Consider some of the atrocious acts and statements pro-war web pundits have been expected to defend over the last year. First you were supposed to cheer as the Jewish-by-proxy war machine laid waste to cities that had existed continously since the birth of civilization. You were supposed to nod in solemn pride as Bush declared the "end of combat", and turn a blind eye to the hard fighting that followed. You were expected to denounce Iraqi resistance fighters as "terrorists" whenever any of their attacks inadvertently failed to kill American war profiteers and struck Iraqi collaberators instead. You were expected to euphemise and defend torture, censorship and random killing of Iraqi civilians, and through all of it, with a straight face, remain standing up on your pathetic little soap box for your audience of five, or ten, and maintain, no insist, that the Iraqi people were still better off now than they were under Saddam. Got to keep things in perspective, right?

And they did it eagerly. For what? A sense of duty? Money? Pure malice? What we're talking about is nothing less than the massive intellectual prostitution of thousands of people all over the world to the cause of the neo-con cabal in Washington. Day by day, driven by some infernal purpose, ever yearning to outdo the lies of yesterday in wickedness and perversity, they have stretched, distorted and invented, mocked and persecuted.
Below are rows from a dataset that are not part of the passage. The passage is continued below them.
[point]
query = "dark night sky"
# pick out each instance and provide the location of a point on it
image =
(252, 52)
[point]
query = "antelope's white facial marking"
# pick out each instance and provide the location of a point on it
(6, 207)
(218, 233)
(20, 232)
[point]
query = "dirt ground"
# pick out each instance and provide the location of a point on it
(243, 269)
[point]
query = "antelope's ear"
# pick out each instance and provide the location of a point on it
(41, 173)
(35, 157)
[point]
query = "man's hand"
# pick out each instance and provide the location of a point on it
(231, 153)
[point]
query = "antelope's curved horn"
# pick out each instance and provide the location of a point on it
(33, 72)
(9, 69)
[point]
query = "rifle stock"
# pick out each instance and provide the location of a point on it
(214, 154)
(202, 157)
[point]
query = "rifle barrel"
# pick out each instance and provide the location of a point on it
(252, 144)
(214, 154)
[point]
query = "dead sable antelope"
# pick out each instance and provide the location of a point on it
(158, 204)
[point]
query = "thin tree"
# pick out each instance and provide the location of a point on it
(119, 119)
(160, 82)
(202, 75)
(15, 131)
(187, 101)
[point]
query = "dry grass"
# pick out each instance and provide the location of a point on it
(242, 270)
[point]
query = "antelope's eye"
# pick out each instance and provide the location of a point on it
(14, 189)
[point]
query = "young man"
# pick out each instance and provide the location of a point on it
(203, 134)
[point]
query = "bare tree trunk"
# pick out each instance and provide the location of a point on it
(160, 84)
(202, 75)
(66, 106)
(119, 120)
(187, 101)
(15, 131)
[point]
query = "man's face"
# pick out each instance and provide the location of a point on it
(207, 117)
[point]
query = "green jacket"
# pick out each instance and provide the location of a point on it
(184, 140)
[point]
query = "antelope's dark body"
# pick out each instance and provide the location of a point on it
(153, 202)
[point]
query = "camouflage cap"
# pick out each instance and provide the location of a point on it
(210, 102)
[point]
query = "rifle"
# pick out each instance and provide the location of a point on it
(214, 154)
Abu Ghraib was only the latest in a row of atrocities to defend and excuse, and apparently a drop too much for many.

Witty most of these warbloggers aren't, as Zerbisias catchingly puts it, but the damage they have done to the cause of peace and intercultural understanding is immeasurable. Consider the power they have over Google, the number one search engine in the world. Not many people know this, but Google actually ranks the pages it scans through not based on the content itself, but on how many people link to it, and how they describe that content. It is for instance perfectly possible for hundreds of websites to gang up and link to the website of, say, well-known Bush skeptic Michael Moore, with the text "miserable failure", like this: miserable failure. Then, whenever anyone searches for miserable failure on Google, Michael Moore comes out near top! But where would you find hundreds of website owners dishonest and angry enough to exploit Google and smear a political opponent in such a way? Why, in the pro-war blogosphere, of course. Such cases of "Google bombing" abound, and complaints to the owners of Google (Americans, of course) have been curtly dismissed.
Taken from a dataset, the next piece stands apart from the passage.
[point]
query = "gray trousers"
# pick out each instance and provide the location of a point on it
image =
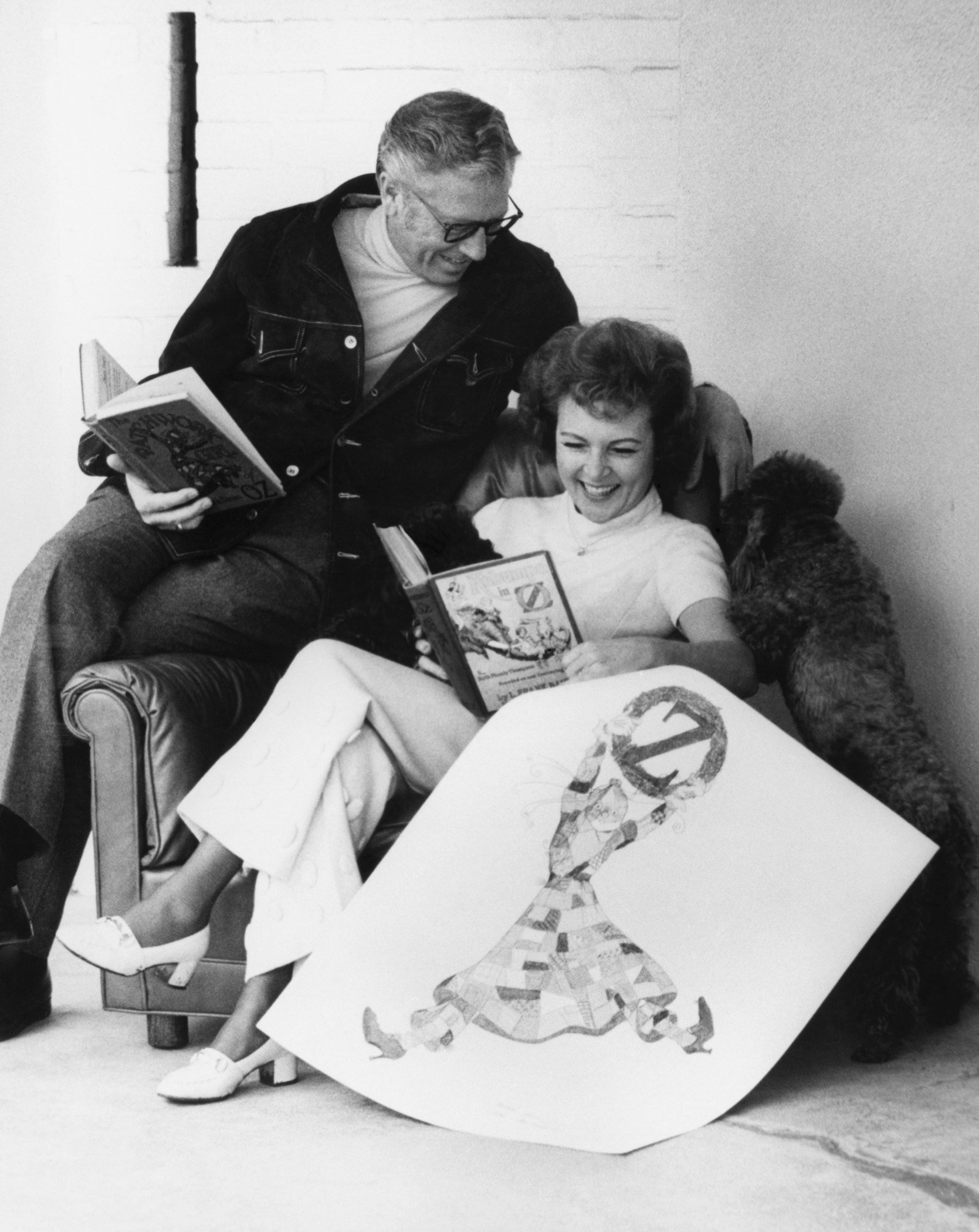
(106, 588)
Or consider the number of blogosphere smear campaigns political dissenters have become targets off. Robert Fisk and Noam Chomsky are the best known victims of online vitriol, but the warbloggers have also made a sport out of digging up even minor pundits in small-town newspapers, qualified only by their refusal to prostitute their integrity to the mad world conquest fantasies of the White House neo-cons, and subject them to merciless ridicule. This is known as "fact-checking your ass", which gives you an indication of the intellectual level we're talking about. Above-mentioned Antonia Zerbisias is a good example. Not only has she been called a "fat and stupid" "dumb leftist" and a "Jew hater", some bloggers have even lamely accused her of factual errors, against which she has valiantly but futilely defended herself. Against an army of fourteen-year-old Arab haters whose idea of rational discourse is to look up "sources" that back up their "claims" that a respected Israel and Bush critic is "wrong", what response is a responsible newspaper pundit left with but "why don't you get jobs, or get lives?" You can't argue with a mob, and you shouldn't ever try.
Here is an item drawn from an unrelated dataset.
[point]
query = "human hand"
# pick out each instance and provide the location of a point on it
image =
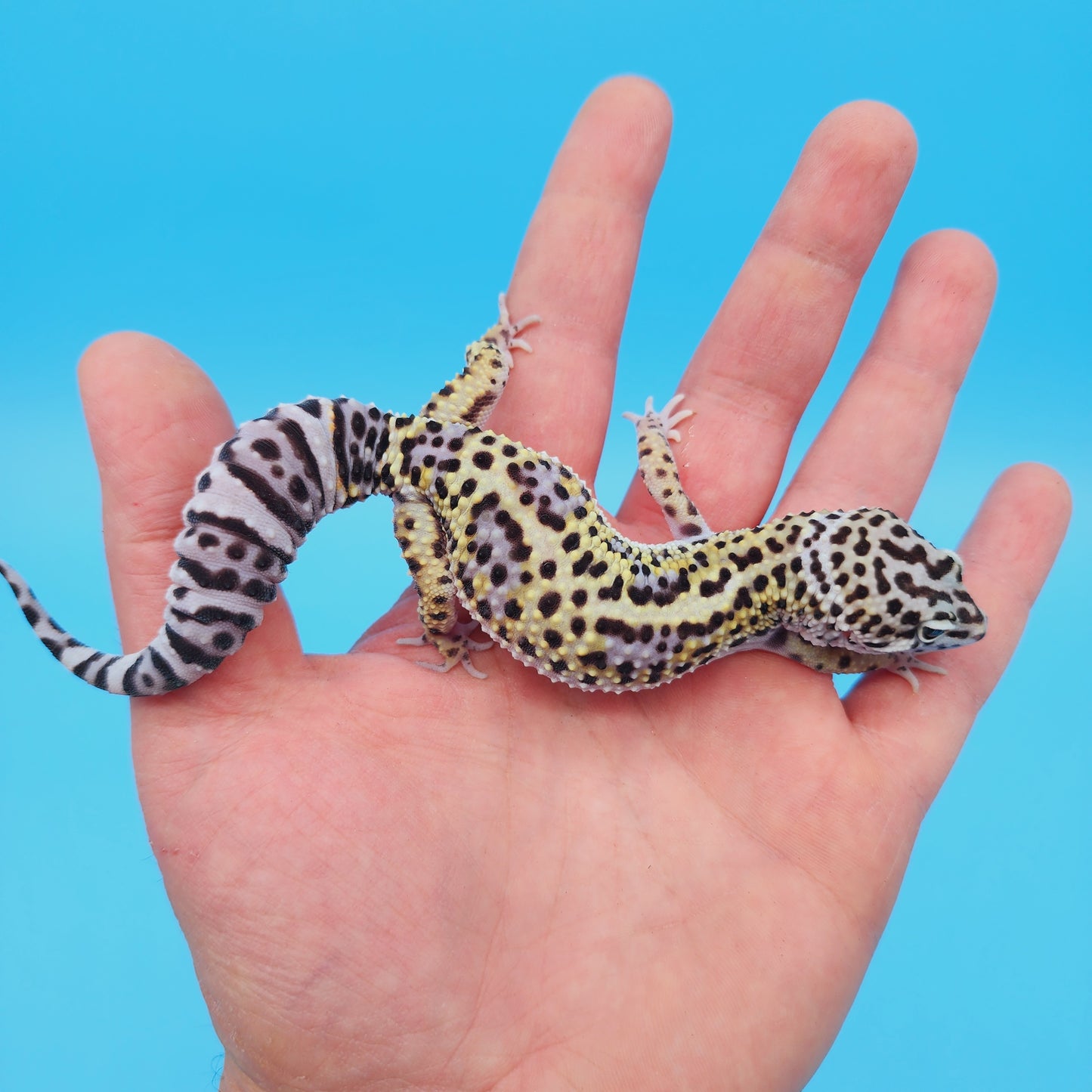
(388, 875)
I'm glad to hear that the warbloggers are having second thoughts about their Bush worship, and are taking time off to contemplate their wickedness. I haven't had time to fully research the drop in warblog activity Zerbisias mentions, but a quick scan reveals that Glenn "Instapundit" Reynolds, the self-styled Grand Central Station of the blogosphere, who formerly posted about a gazillion entries a day, has at the moment been quiet for more than 12 hours [*]. That's half a day. And my evil twin brother has only written one entry in the last week. Just "fatigue", and "not having much to write about", or has their little cardboard fantasy worlds finally collapsed? Enjoy the real world, my "friends". And we will expect a public apology.

(Update: [*] A reader replies that I should have compensated for different time zones here. Apparently Norway is "ahead" of the US, so Glenn hasn't actually been quiet for a full 12 hours, which he finds "inconceivable". Well, there are different opinions about that, and I suppose we'll just have to agree to disagree. I do find it conspicous, though, that this reader dishonestly ignores my overall argument, and focuses on a lone "factual error". If he's not a warblogger already, he certainly has the perversity for it.)